The nearest named color in three reference sources, ranked by perceptual distance (ΔE76 in CIELAB). ΔE < 1 is imperceptible to most viewers; ΔE > 10 is clearly different. When two sources point to the same hex they’re merged into one tile; click any to open that color’s page.

Variations

Click any swatch to explore

Harmonies

Accessibility

Color-vision simulation

How this color appears to viewers with the four major color-vision-deficiency types. Computed via the Machado (2009) physiologically-based model. If a tile matches the original, the color reads the same to that viewer.

#1d6140
Original
#60593e
Protanopia
#575342
Deuteranopia
#006058
Tritanopia
#505050
Achromatopsia
WCAG contrast

The color used as foreground text against pure white and pure black, with the contrast ratio and WCAG 2.1 grade. Aim for AA (4.5:1) for body text and AA Large (3:1) for 18 pt+ headlines; AAA (7:1) is the gold standard for long-form reading surfaces.

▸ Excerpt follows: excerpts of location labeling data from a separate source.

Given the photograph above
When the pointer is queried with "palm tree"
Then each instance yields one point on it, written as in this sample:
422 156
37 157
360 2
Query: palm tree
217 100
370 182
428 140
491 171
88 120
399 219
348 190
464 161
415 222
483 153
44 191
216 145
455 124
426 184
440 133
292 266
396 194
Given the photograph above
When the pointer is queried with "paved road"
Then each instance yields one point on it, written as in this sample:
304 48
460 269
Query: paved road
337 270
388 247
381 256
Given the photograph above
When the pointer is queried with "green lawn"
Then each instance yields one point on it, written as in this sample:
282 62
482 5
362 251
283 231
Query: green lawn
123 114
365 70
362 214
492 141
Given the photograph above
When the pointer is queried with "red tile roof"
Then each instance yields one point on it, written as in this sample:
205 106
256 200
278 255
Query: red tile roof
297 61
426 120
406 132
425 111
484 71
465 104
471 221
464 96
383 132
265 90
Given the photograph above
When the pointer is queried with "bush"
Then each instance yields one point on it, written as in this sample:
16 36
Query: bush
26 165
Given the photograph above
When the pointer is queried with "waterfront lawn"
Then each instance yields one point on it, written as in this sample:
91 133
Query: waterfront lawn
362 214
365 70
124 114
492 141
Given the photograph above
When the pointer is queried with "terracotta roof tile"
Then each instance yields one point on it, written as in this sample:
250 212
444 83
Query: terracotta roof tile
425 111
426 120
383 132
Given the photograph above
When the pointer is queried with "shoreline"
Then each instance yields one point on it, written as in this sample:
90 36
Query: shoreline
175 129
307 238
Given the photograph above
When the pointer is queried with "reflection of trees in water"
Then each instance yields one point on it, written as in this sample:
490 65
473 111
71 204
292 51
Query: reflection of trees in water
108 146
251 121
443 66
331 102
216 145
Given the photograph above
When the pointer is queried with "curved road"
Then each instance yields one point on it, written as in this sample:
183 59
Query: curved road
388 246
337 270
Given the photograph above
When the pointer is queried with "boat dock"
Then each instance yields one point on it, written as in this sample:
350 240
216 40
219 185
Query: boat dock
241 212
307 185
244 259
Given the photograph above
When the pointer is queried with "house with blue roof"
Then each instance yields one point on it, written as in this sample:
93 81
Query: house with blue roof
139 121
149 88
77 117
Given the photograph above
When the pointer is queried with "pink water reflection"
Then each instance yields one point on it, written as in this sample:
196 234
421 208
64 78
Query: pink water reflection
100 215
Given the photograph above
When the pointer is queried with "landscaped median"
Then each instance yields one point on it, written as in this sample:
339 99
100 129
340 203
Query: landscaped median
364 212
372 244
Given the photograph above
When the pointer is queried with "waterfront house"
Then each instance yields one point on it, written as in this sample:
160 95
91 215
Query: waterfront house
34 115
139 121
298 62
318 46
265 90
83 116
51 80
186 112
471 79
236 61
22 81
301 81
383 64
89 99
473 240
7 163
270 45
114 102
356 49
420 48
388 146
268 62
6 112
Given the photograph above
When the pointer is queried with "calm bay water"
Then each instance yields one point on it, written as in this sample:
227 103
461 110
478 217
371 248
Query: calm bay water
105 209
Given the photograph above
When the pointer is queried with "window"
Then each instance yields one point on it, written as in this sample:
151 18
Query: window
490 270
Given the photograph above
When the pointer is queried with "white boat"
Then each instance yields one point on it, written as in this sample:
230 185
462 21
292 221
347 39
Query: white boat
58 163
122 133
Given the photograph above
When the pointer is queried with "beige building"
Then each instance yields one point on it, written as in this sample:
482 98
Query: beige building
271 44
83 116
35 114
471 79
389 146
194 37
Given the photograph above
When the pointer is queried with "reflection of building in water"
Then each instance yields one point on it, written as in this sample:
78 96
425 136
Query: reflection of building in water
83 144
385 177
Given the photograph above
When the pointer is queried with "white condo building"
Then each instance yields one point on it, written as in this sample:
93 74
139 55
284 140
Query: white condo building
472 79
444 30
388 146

The quick brown foxSample body text at normal size. The wcag minimum for body contrast is 4.5:1 (AA) or 7:1 (AAA).
AAAon White
7.40:1
The quick brown foxSample body text at normal size. The wcag minimum for body contrast is 4.5:1 (AA) or 7:1 (AAA).
Failon Black
2.84:1

Wide gamut

Display P3 representation

The CSS Color 4 wide-gamut form of this color. Both swatches render the same color on every display — the P3 form only diverges from sRGB when a designer pushes channels outside sRGB's reach.

sRGB hex
sRGB hex
##1D6140
Display P3
Display P3
color(display-p3 0.1942 0.3749 0.2614)
P3 has subtle headroomOKLCH chroma 0.087

Moderately saturated colors gain a small bump in P3 — the difference is usually visible side-by-side on wide-gamut hardware but won't change the character of the color.